DOMINGO XVI DO TEMPO COMUM
L 1 Sb 12, 13. 16-19; Sl 85 (86), 5-6. 9-10. 15-16a
L 2 Rm 8, 26-27
Ev Mt 13, 24-43 ou Mt 13, 24-30
O nosso Deus é um Deus de vida. Consciência fundamental no testemunho bíblico. Nele tudo cresce e se afirma, nele tudo é sustentado, pelo que o seu poder se traduz em cuidado pelas criaturas. Esta é uma consciência muito diferente de outros credos, que viam o mundo como um lugar inóspito, em que a humanidade teria sido criada por um castigo divino.
Em Deus vemos existir justiça e misericórdia: uma justiça, não fria, mas capaz de separar o bem do mal e paciente; e misericórdia, como espaço para dar à fragilidade humana tempo para mudar e voltar a falar de arrependimento.
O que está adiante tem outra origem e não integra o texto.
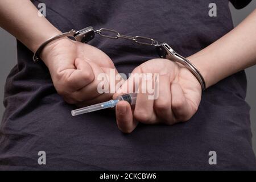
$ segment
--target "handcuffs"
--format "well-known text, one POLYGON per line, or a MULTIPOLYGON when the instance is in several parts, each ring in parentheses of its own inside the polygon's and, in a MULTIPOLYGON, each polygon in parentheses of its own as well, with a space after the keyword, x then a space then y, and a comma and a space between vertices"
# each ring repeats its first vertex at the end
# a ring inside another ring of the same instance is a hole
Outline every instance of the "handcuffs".
POLYGON ((205 82, 204 77, 201 75, 199 71, 191 62, 176 52, 167 43, 159 43, 158 41, 155 40, 153 39, 143 36, 137 36, 135 37, 133 37, 122 35, 115 30, 107 28, 101 28, 97 30, 94 30, 92 27, 88 27, 78 31, 72 30, 69 32, 53 36, 48 39, 39 47, 34 55, 33 60, 34 62, 38 61, 40 60, 40 54, 44 47, 55 40, 64 37, 72 37, 75 38, 76 41, 86 43, 93 39, 96 34, 98 34, 101 36, 113 39, 123 38, 133 40, 138 44, 155 46, 160 57, 167 59, 183 65, 185 67, 188 69, 197 79, 201 85, 202 90, 204 91, 205 89, 205 82))

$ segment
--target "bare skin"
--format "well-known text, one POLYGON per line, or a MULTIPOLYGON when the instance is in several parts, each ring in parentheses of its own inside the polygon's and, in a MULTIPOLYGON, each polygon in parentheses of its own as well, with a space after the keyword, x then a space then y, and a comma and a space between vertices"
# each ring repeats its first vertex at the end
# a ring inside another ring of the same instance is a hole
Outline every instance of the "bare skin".
MULTIPOLYGON (((1 0, 0 26, 34 52, 49 38, 60 33, 45 18, 38 16, 38 10, 28 0, 1 0), (20 14, 20 9, 26 11, 20 14)), ((188 57, 203 75, 207 88, 256 64, 255 30, 254 10, 230 32, 188 57)), ((95 92, 97 75, 108 74, 110 68, 114 68, 111 59, 97 48, 64 38, 48 45, 41 57, 49 68, 56 90, 67 102, 84 106, 112 97, 95 92)), ((138 94, 135 108, 127 102, 119 102, 116 115, 122 131, 131 132, 139 122, 172 125, 186 121, 196 112, 201 87, 186 68, 170 60, 153 59, 133 72, 159 73, 160 97, 148 100, 146 94, 138 94)))

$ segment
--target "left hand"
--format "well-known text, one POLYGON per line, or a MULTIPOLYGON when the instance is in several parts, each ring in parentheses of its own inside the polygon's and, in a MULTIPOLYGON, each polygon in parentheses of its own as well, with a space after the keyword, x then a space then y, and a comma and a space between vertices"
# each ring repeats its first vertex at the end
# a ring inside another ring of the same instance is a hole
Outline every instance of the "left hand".
MULTIPOLYGON (((167 125, 185 122, 196 112, 201 87, 187 68, 169 60, 155 59, 137 67, 133 71, 135 73, 159 73, 159 96, 156 100, 148 100, 148 94, 138 93, 135 107, 131 107, 126 101, 119 102, 115 108, 117 122, 122 132, 131 133, 139 122, 167 125)), ((126 80, 122 87, 129 88, 129 79, 126 80)), ((133 84, 142 89, 141 83, 133 84)), ((113 98, 120 94, 115 94, 113 98)))

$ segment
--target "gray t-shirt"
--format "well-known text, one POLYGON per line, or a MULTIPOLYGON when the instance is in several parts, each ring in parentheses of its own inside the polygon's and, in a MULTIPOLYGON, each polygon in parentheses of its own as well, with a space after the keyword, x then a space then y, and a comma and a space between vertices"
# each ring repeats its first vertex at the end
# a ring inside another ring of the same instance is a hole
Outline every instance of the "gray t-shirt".
MULTIPOLYGON (((241 8, 247 1, 232 1, 241 8)), ((188 56, 233 28, 228 0, 32 1, 47 6, 46 18, 63 32, 92 26, 168 43, 188 56)), ((40 31, 40 30, 39 30, 40 31)), ((89 43, 104 51, 121 73, 158 57, 151 47, 96 36, 89 43)), ((6 107, 0 130, 1 169, 255 169, 250 107, 243 71, 208 89, 196 114, 175 125, 140 124, 130 134, 117 127, 114 111, 73 117, 43 62, 18 42, 18 64, 6 81, 6 107), (38 153, 47 154, 39 166, 38 153), (217 155, 210 165, 209 152, 217 155)), ((235 50, 234 50, 235 51, 235 50)))

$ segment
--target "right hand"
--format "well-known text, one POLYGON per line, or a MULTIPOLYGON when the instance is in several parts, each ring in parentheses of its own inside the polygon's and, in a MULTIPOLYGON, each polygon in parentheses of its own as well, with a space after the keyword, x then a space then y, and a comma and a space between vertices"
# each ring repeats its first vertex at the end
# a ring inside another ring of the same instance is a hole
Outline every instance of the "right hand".
POLYGON ((118 74, 112 60, 101 50, 64 38, 47 45, 41 57, 56 90, 67 102, 83 107, 112 98, 113 94, 97 91, 102 81, 97 80, 100 73, 109 77, 110 69, 115 69, 115 75, 118 74))

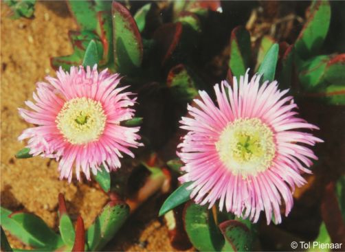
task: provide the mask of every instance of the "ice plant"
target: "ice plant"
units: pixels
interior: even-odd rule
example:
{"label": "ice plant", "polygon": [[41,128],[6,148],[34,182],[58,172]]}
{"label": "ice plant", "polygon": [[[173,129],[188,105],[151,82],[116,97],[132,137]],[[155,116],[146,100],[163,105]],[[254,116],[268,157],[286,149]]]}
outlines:
{"label": "ice plant", "polygon": [[120,76],[98,73],[96,65],[72,67],[69,73],[60,69],[56,75],[37,83],[36,102],[25,102],[32,110],[19,108],[26,122],[36,125],[19,137],[29,139],[30,153],[56,159],[60,179],[69,181],[74,165],[78,180],[80,170],[90,179],[90,170],[96,174],[101,165],[108,172],[120,168],[122,152],[134,157],[129,148],[142,145],[140,127],[120,122],[133,118],[136,98],[122,92],[128,87],[118,87]]}
{"label": "ice plant", "polygon": [[293,206],[295,186],[306,183],[301,176],[317,157],[308,146],[322,140],[304,132],[318,129],[298,117],[293,97],[284,95],[278,83],[250,81],[247,71],[239,83],[216,84],[218,106],[205,91],[188,106],[190,117],[182,117],[181,128],[188,130],[179,146],[185,163],[181,182],[192,181],[188,189],[197,203],[219,200],[238,217],[257,222],[265,211],[267,224],[282,220],[282,198],[285,215]]}

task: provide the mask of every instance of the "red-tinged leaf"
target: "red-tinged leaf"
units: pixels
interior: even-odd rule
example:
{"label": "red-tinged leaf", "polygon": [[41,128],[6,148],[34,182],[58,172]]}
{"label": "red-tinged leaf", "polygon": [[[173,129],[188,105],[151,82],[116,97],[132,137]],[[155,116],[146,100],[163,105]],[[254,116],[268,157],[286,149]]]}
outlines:
{"label": "red-tinged leaf", "polygon": [[190,249],[192,246],[184,229],[182,218],[183,208],[184,205],[182,205],[164,214],[171,245],[179,251]]}
{"label": "red-tinged leaf", "polygon": [[69,71],[71,66],[80,65],[84,59],[85,50],[90,41],[93,39],[96,43],[98,51],[99,51],[100,55],[103,54],[102,43],[99,37],[93,32],[88,31],[69,31],[68,35],[72,43],[74,52],[69,56],[51,58],[50,63],[52,67],[55,70],[62,67],[64,70]]}
{"label": "red-tinged leaf", "polygon": [[166,84],[170,88],[172,95],[182,102],[189,102],[198,95],[196,80],[190,71],[183,65],[171,69],[168,74]]}
{"label": "red-tinged leaf", "polygon": [[345,220],[339,207],[333,182],[326,187],[321,204],[321,216],[332,242],[345,244]]}
{"label": "red-tinged leaf", "polygon": [[320,93],[318,96],[329,96],[332,95],[331,93],[342,93],[345,88],[344,69],[345,54],[336,56],[322,55],[303,62],[298,78],[302,89],[311,93],[307,95],[315,96]]}
{"label": "red-tinged leaf", "polygon": [[58,194],[58,216],[61,216],[64,214],[67,214],[67,208],[66,207],[66,201],[63,194]]}
{"label": "red-tinged leaf", "polygon": [[99,251],[113,238],[129,214],[128,205],[120,200],[109,202],[87,229],[89,249]]}
{"label": "red-tinged leaf", "polygon": [[76,225],[76,239],[72,251],[85,251],[85,229],[84,227],[84,220],[82,218],[78,216],[77,223]]}
{"label": "red-tinged leaf", "polygon": [[[245,224],[238,220],[230,220],[221,223],[219,229],[234,251],[252,250],[252,236]],[[225,246],[225,247],[227,247]]]}
{"label": "red-tinged leaf", "polygon": [[250,35],[245,27],[238,26],[231,33],[229,67],[234,76],[244,76],[252,58]]}
{"label": "red-tinged leaf", "polygon": [[304,59],[315,55],[327,35],[331,21],[331,6],[327,0],[314,1],[310,13],[295,43],[296,52]]}
{"label": "red-tinged leaf", "polygon": [[170,58],[181,39],[182,24],[180,22],[161,25],[153,34],[159,60],[164,65]]}
{"label": "red-tinged leaf", "polygon": [[142,65],[143,45],[137,24],[129,11],[122,4],[113,2],[115,69],[129,75]]}

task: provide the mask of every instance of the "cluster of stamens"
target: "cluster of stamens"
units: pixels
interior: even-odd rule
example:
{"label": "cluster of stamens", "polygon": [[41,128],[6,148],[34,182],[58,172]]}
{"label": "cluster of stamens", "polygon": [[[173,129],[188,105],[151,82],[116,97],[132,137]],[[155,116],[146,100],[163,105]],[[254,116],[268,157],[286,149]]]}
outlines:
{"label": "cluster of stamens", "polygon": [[55,122],[67,141],[72,144],[84,144],[98,139],[106,120],[100,102],[80,98],[66,102]]}
{"label": "cluster of stamens", "polygon": [[221,133],[216,148],[225,165],[243,178],[266,170],[276,153],[272,130],[258,118],[230,123]]}

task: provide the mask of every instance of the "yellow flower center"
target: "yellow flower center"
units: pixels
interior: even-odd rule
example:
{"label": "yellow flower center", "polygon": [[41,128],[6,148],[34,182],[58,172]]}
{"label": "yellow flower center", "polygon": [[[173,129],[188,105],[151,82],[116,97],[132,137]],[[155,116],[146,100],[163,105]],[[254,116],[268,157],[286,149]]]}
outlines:
{"label": "yellow flower center", "polygon": [[98,139],[106,119],[100,102],[81,98],[66,102],[55,122],[68,141],[83,144]]}
{"label": "yellow flower center", "polygon": [[243,178],[269,168],[276,153],[272,130],[258,118],[238,119],[229,124],[216,149],[225,166]]}

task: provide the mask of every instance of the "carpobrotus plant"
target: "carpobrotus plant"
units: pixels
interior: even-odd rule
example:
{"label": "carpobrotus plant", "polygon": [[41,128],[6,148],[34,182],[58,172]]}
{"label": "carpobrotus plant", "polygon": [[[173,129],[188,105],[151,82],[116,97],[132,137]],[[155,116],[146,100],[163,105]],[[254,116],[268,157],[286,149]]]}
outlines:
{"label": "carpobrotus plant", "polygon": [[133,119],[136,98],[119,87],[120,76],[107,69],[98,73],[97,65],[85,70],[72,67],[69,73],[60,69],[57,78],[37,83],[36,103],[25,104],[33,110],[19,108],[27,122],[38,126],[24,130],[19,140],[29,138],[29,154],[59,161],[60,179],[71,182],[73,166],[80,180],[80,170],[90,179],[101,166],[109,172],[121,166],[122,153],[134,157],[129,148],[142,145],[136,133],[140,127],[120,123]]}
{"label": "carpobrotus plant", "polygon": [[[36,126],[20,137],[28,144],[16,157],[57,159],[69,181],[76,167],[80,183],[94,178],[110,203],[86,233],[80,218],[74,231],[65,210],[60,234],[36,217],[3,209],[5,230],[35,249],[100,250],[130,211],[173,186],[159,215],[177,249],[249,251],[259,243],[255,222],[289,219],[282,215],[292,209],[293,190],[318,159],[312,146],[327,141],[311,134],[318,123],[300,117],[297,106],[345,103],[344,55],[318,55],[329,1],[311,3],[291,45],[267,36],[252,43],[239,23],[223,22],[231,12],[218,1],[67,4],[80,28],[69,34],[74,52],[51,59],[57,77],[38,84],[36,103],[27,102],[32,111],[20,110]],[[210,62],[226,46],[223,37],[230,50],[215,73]],[[335,185],[326,191],[332,203]],[[330,239],[324,217],[318,239]]]}

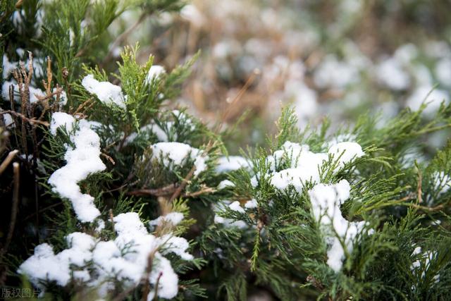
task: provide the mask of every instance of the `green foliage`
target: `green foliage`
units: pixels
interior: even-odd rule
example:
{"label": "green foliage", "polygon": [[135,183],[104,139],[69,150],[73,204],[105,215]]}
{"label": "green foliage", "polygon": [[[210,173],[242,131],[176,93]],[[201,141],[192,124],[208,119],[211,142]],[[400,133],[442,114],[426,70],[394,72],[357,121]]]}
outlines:
{"label": "green foliage", "polygon": [[[121,41],[116,43],[107,29],[122,13],[140,8],[139,25],[149,16],[178,11],[183,3],[91,2],[29,1],[16,10],[15,1],[0,1],[0,54],[18,59],[18,54],[13,54],[21,47],[36,54],[35,62],[50,56],[56,80],[46,87],[63,86],[68,98],[66,105],[60,105],[53,95],[47,95],[30,106],[32,112],[23,111],[14,100],[1,99],[2,107],[32,113],[16,118],[14,128],[1,128],[2,135],[4,130],[11,135],[4,143],[2,140],[2,159],[6,150],[17,149],[22,155],[17,160],[22,166],[23,202],[16,233],[24,235],[14,237],[8,254],[2,254],[8,285],[20,286],[17,268],[38,244],[50,242],[59,252],[67,247],[65,237],[75,231],[101,240],[113,240],[111,219],[124,212],[137,213],[146,226],[159,216],[179,213],[183,219],[176,225],[165,221],[147,227],[155,237],[172,233],[190,242],[192,260],[167,256],[178,276],[178,300],[245,300],[259,290],[284,300],[449,299],[451,143],[440,150],[423,143],[424,136],[451,125],[450,106],[443,104],[433,118],[424,116],[426,104],[417,111],[404,110],[384,125],[378,123],[377,116],[363,115],[354,125],[335,132],[327,119],[319,128],[301,132],[294,110],[284,108],[278,133],[268,135],[266,145],[242,152],[248,166],[223,173],[217,161],[227,150],[221,135],[185,109],[168,109],[197,55],[150,80],[154,57],[138,63],[137,44],[125,47],[117,64],[109,63],[113,59],[109,57],[109,45],[113,42],[118,47]],[[14,24],[14,14],[23,22]],[[42,26],[37,25],[39,18]],[[37,38],[39,31],[42,35]],[[125,107],[106,104],[87,91],[82,82],[87,75],[120,85],[126,95]],[[36,75],[32,84],[44,87],[41,78],[48,80],[50,74]],[[20,100],[20,104],[29,101]],[[59,128],[51,135],[46,125],[56,111],[94,125],[106,168],[78,185],[82,193],[94,198],[105,223],[102,229],[97,230],[99,221],[78,221],[70,202],[61,199],[47,183],[66,164],[66,152],[75,147],[72,137],[79,128],[76,123],[71,131]],[[37,121],[39,125],[34,123]],[[27,133],[32,137],[26,137]],[[364,155],[342,164],[345,152],[327,153],[333,143],[348,140],[358,142]],[[317,183],[306,180],[299,187],[290,185],[282,190],[271,182],[275,173],[290,168],[291,162],[299,159],[292,150],[270,160],[288,142],[326,154],[323,164],[315,171],[321,183],[330,185],[342,180],[350,183],[350,195],[338,208],[348,225],[347,231],[351,231],[350,223],[361,223],[350,238],[317,220],[310,193]],[[152,146],[158,142],[183,143],[192,147],[192,152],[199,149],[205,159],[204,170],[194,174],[198,158],[191,154],[177,164],[168,154],[156,156]],[[23,151],[27,146],[36,151]],[[6,169],[0,177],[1,199],[12,199],[12,171]],[[224,183],[228,185],[221,187]],[[247,202],[254,206],[245,206]],[[335,239],[344,254],[337,269],[328,262]],[[163,245],[159,250],[164,248]],[[121,252],[130,252],[130,246]],[[91,266],[92,262],[86,264]],[[126,293],[124,299],[140,299],[145,291],[144,283],[130,289],[124,282],[112,281],[114,293]],[[97,297],[94,290],[76,281],[64,288],[54,283],[42,284],[48,298]],[[25,280],[23,287],[29,285]]]}

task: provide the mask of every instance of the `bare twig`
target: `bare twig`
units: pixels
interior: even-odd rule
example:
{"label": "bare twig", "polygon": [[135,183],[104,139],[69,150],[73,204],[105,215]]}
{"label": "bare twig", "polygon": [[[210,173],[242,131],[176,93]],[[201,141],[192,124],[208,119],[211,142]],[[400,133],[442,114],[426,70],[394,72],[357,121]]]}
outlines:
{"label": "bare twig", "polygon": [[164,197],[174,193],[177,189],[175,184],[170,184],[167,186],[156,189],[139,189],[129,192],[132,195],[153,195],[154,197]]}
{"label": "bare twig", "polygon": [[9,113],[11,115],[13,115],[16,117],[19,117],[20,118],[22,118],[23,121],[27,121],[29,123],[35,123],[35,124],[40,124],[41,125],[45,125],[45,126],[49,126],[50,125],[49,124],[49,123],[47,121],[42,121],[38,119],[36,119],[35,118],[28,118],[26,116],[16,112],[15,111],[12,111],[12,110],[5,110],[5,111],[0,111],[0,115],[3,115],[3,114],[6,114],[6,113]]}
{"label": "bare twig", "polygon": [[142,300],[147,300],[147,295],[149,295],[149,293],[150,292],[150,283],[147,279],[150,276],[150,274],[152,271],[152,265],[154,263],[154,257],[155,256],[155,252],[156,252],[156,249],[154,251],[151,252],[149,254],[149,257],[147,257],[147,267],[146,268],[146,276],[144,279],[146,279],[144,286],[142,287]]}
{"label": "bare twig", "polygon": [[154,295],[154,301],[158,301],[158,284],[160,283],[160,278],[163,276],[163,272],[159,272],[158,274],[158,278],[156,278],[156,281],[155,282],[155,295]]}
{"label": "bare twig", "polygon": [[14,162],[13,164],[13,183],[14,187],[13,190],[13,204],[11,207],[11,220],[9,223],[9,230],[8,231],[8,235],[6,235],[6,240],[5,241],[5,245],[4,247],[1,249],[1,256],[6,252],[8,247],[9,247],[9,244],[11,243],[11,239],[13,238],[13,233],[14,233],[14,228],[16,226],[16,220],[17,219],[17,211],[18,207],[19,206],[19,183],[20,183],[20,169],[19,169],[19,164],[17,162]]}
{"label": "bare twig", "polygon": [[6,167],[8,167],[11,161],[13,160],[13,159],[14,159],[14,157],[18,152],[18,150],[14,149],[13,151],[11,151],[9,152],[9,154],[8,154],[6,158],[5,158],[3,162],[1,162],[1,164],[0,164],[0,175],[1,175],[4,171],[5,171]]}
{"label": "bare twig", "polygon": [[204,193],[214,193],[216,192],[216,189],[212,188],[211,187],[206,187],[206,188],[204,188],[201,189],[200,190],[195,191],[194,192],[186,192],[186,193],[184,193],[183,195],[182,195],[182,196],[183,197],[197,197],[199,195],[203,195]]}

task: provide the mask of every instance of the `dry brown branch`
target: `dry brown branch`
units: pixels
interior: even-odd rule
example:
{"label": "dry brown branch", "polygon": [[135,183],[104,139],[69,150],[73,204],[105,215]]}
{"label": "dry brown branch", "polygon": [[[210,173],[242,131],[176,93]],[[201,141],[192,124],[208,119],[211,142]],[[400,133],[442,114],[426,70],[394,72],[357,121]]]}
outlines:
{"label": "dry brown branch", "polygon": [[421,204],[423,202],[423,197],[421,196],[421,185],[423,182],[423,176],[421,176],[421,172],[419,168],[417,168],[418,172],[418,181],[417,181],[417,190],[416,190],[416,196],[418,197],[418,203]]}
{"label": "dry brown branch", "polygon": [[146,268],[146,276],[144,277],[145,279],[145,282],[144,285],[142,286],[142,300],[147,300],[147,295],[149,295],[149,293],[150,293],[150,283],[148,279],[150,276],[150,274],[152,271],[152,264],[154,263],[154,257],[155,256],[155,253],[156,252],[156,249],[154,251],[151,252],[149,254],[149,257],[147,257],[147,267]]}
{"label": "dry brown branch", "polygon": [[139,189],[129,192],[132,195],[152,195],[154,197],[164,197],[174,193],[178,186],[170,184],[167,186],[156,189]]}
{"label": "dry brown branch", "polygon": [[8,235],[6,235],[6,240],[5,245],[1,249],[0,257],[8,250],[9,244],[13,238],[13,234],[14,233],[14,228],[16,227],[16,221],[17,219],[17,211],[19,206],[19,183],[20,183],[20,168],[19,164],[14,162],[13,164],[13,204],[11,206],[11,220],[9,222],[9,230],[8,231]]}
{"label": "dry brown branch", "polygon": [[0,112],[0,115],[3,115],[3,114],[6,114],[6,113],[9,113],[11,115],[15,116],[16,117],[19,117],[23,121],[26,121],[29,123],[32,123],[32,124],[40,124],[42,125],[44,125],[44,126],[49,126],[50,124],[47,122],[47,121],[42,121],[38,119],[36,119],[35,118],[30,118],[27,116],[25,116],[25,115],[20,113],[18,113],[15,111],[12,111],[12,110],[6,110],[6,111],[2,111]]}
{"label": "dry brown branch", "polygon": [[13,159],[14,159],[14,157],[18,152],[18,150],[14,149],[13,151],[11,151],[9,154],[8,154],[6,158],[5,158],[3,162],[1,162],[1,164],[0,164],[0,175],[1,175],[4,171],[5,171],[6,167],[8,167],[11,161],[13,160]]}
{"label": "dry brown branch", "polygon": [[211,187],[205,187],[203,188],[202,189],[201,189],[200,190],[198,191],[195,191],[194,192],[186,192],[184,193],[183,195],[182,195],[182,197],[198,197],[201,195],[204,195],[206,193],[214,193],[216,192],[216,190],[214,188],[212,188]]}

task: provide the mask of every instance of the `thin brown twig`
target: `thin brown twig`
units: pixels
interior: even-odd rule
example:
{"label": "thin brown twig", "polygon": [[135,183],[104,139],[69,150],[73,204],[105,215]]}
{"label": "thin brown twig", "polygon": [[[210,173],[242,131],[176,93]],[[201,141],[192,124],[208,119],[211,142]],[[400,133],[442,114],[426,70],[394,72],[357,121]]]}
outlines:
{"label": "thin brown twig", "polygon": [[4,171],[5,171],[5,169],[6,169],[6,167],[8,167],[9,164],[11,162],[13,159],[14,159],[14,157],[18,152],[19,152],[18,150],[14,149],[13,151],[11,151],[9,154],[8,154],[8,156],[6,156],[6,158],[5,158],[3,162],[1,162],[1,164],[0,164],[0,175],[1,175]]}
{"label": "thin brown twig", "polygon": [[13,190],[13,204],[11,207],[11,220],[9,223],[9,230],[8,231],[8,235],[6,235],[5,245],[1,249],[1,255],[0,257],[3,257],[3,255],[6,252],[11,239],[13,238],[13,233],[14,233],[14,228],[16,227],[16,221],[17,219],[17,211],[19,206],[19,184],[20,179],[19,164],[14,162],[13,164],[13,168],[14,187]]}
{"label": "thin brown twig", "polygon": [[[149,257],[147,257],[147,267],[146,268],[146,276],[144,279],[149,279],[150,276],[150,274],[152,271],[152,265],[154,264],[154,257],[155,256],[155,252],[156,252],[156,249],[154,251],[151,252],[149,254]],[[148,281],[146,281],[144,286],[142,287],[142,300],[147,300],[147,295],[149,295],[149,293],[150,292],[150,283]]]}
{"label": "thin brown twig", "polygon": [[6,113],[9,113],[9,114],[11,114],[11,115],[14,115],[16,117],[19,117],[19,118],[22,118],[23,121],[27,121],[29,123],[40,124],[42,125],[45,125],[45,126],[50,125],[50,124],[47,121],[40,121],[40,120],[37,120],[37,119],[36,119],[35,118],[30,118],[27,117],[26,116],[25,116],[25,115],[23,115],[23,114],[20,113],[16,112],[15,111],[5,110],[5,111],[0,111],[0,115],[6,114]]}
{"label": "thin brown twig", "polygon": [[178,186],[175,184],[170,184],[167,186],[156,189],[138,189],[129,192],[132,195],[153,195],[154,197],[164,197],[174,193]]}
{"label": "thin brown twig", "polygon": [[155,282],[155,295],[154,295],[154,301],[158,301],[158,285],[160,283],[160,278],[163,276],[163,272],[161,271],[158,274],[158,278]]}
{"label": "thin brown twig", "polygon": [[214,193],[216,192],[216,189],[212,188],[211,187],[206,187],[206,188],[204,188],[201,189],[200,190],[195,191],[194,192],[186,192],[186,193],[184,193],[183,195],[182,195],[182,196],[183,197],[197,197],[199,195],[203,195],[204,193]]}
{"label": "thin brown twig", "polygon": [[418,197],[418,203],[421,204],[423,202],[423,197],[421,196],[422,195],[421,185],[423,182],[423,176],[421,176],[421,172],[420,171],[419,168],[417,168],[417,171],[418,171],[418,182],[416,185],[417,186],[416,196]]}

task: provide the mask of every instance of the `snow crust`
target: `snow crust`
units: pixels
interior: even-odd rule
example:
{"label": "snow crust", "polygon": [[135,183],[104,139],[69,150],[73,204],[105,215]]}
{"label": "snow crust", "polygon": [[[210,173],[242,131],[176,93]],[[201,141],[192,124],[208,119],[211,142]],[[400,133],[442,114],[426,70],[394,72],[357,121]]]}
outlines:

Um Deus que habita em nós, assim nos ensina São Paulo, pelo Espírito que no nosso íntimo, move o nosso coração, a nossa inteligência a rezar em nós com simplicidade e com sentimento de filhos.
Um Deus que é descrito em três parábolas: na sementeira do trigo e do joio, na semente da mostarda e no fermento.
Na primeira vemos a paciência retratada, de uma semente boa e uma semente má, mas que se deixam crescer e germinar; o trigo capaz de alimentar, o joio, tóxico para o homem, não vem de Deus. Crescem juntos, num sinal de um tempo como o nosso em que é difícil tantas vezes distinguir o bem e o mal, mas sempre com o olhar fixo no final dos tempos, da meta final, em que a bondade sempre permanecerá. Aliás, quando submetido a altas temperaturas o joio perde a sua toxicidade. Assim, a nossa vida é chamada a viver na paciência, para no esforço de transformar o mal, não arranquemos o bem.
A segunda parábola apresenta-nos como uma espécie quase infestante como o mostarda, e por isso desprezível, que se torna lugar de habitação e festa para os que nela encontram refúgio.
A terceira descrição fala-nos de um fermento, massa cheia de leveduras, e quase pão estragado e símbolo da impureza entre os judeus (oposição com os pães ázimos sem fermento) que são capazes de levedar e transformar toda a realidade e fazer chegar alimento a muito mais gente.
A lógica do Reino é de fazer sempre a de Deus chegar-se a mais gente, algo feito com paciência, muitas vezes a partir dos últimos e com sinal de festa. Deixa-te tocar por este Deus que tudo cuida.